In the middle of all these goings on, my mother became really ill and needed some home-care and eventually ended up in hospital twice. She’s well on the way to being okay now (whew!) but for a month there things were very disrupted in our household.
So when the January cycle was missed, I put it down to stress. I went to my niece/good mate Chris’s home and got seriously blasted. Amazing.. I didn’t know I could drink that much and stay upright. Hell, a troop of marines could not have done better. February rolled around and still no-show. Wayne raised the “P” word for the first time and got his head handed to him on a plate. “Don’t be bloody ridiculous! It’s more likely to be menopause!”

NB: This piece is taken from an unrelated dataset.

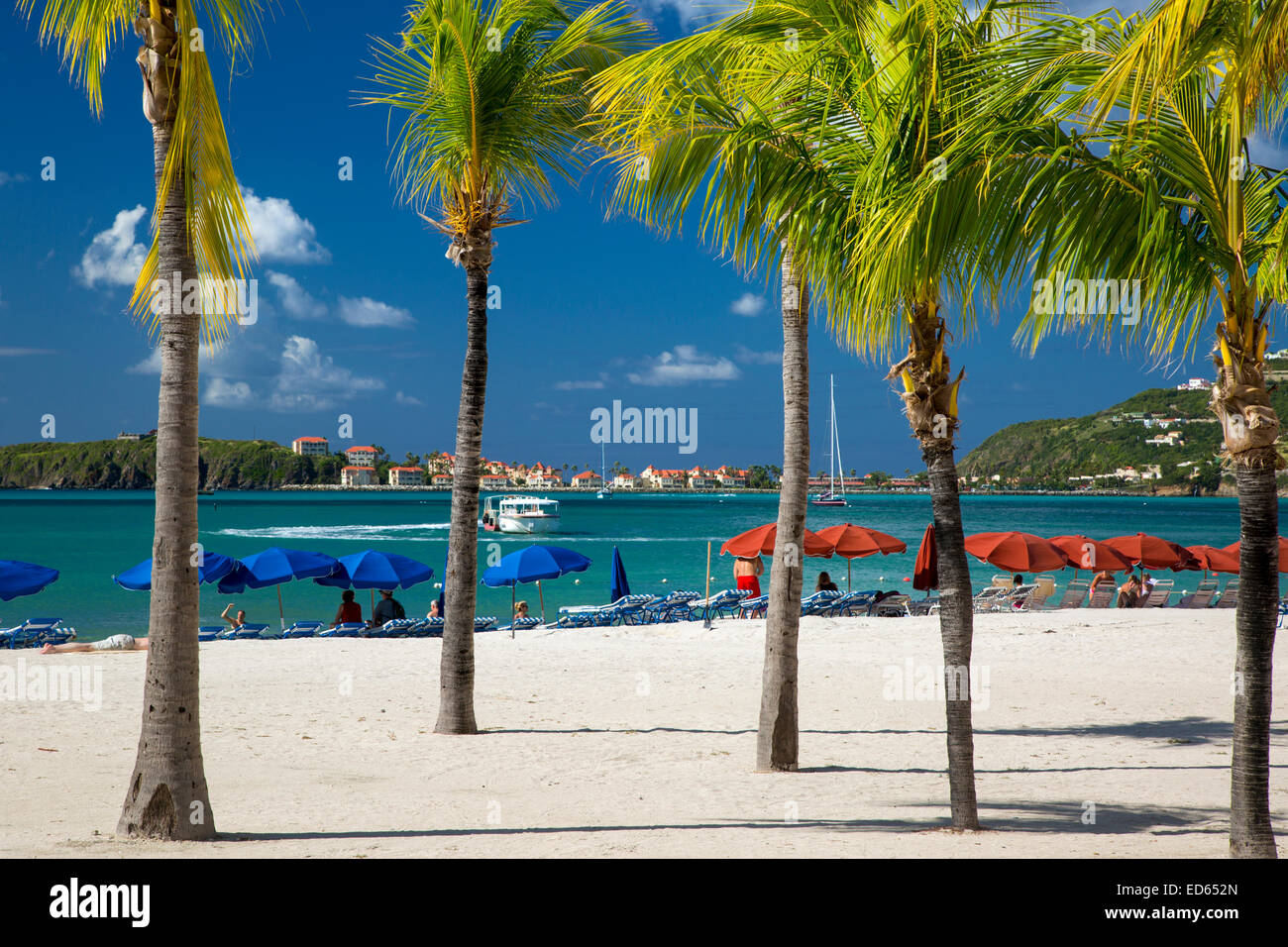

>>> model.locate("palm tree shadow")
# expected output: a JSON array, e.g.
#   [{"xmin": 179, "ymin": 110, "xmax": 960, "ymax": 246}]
[{"xmin": 218, "ymin": 801, "xmax": 1229, "ymax": 843}]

February 8th, the 6th anniversary of our moving into Nutters Grove and the 2nd anniversary of our handfasting. I was really snippy that day and managed to lose my temper with my mother – something I hadn’t done in a long time. Old grumpy guts went for a drive to cool off. I found myself at the chemist, comparing prices on boxes of home pregnancy tests. I felt pretty silly buying that test – I thought that my bad mood was a good indication of PMT. Back home in the bathroom, I followed the proceedure and watched with alarm as the second pink line (positive result) appeared hard on the heels of the first (tester).
“Wayne! Get in here boy, you’ve got some explaining to do!”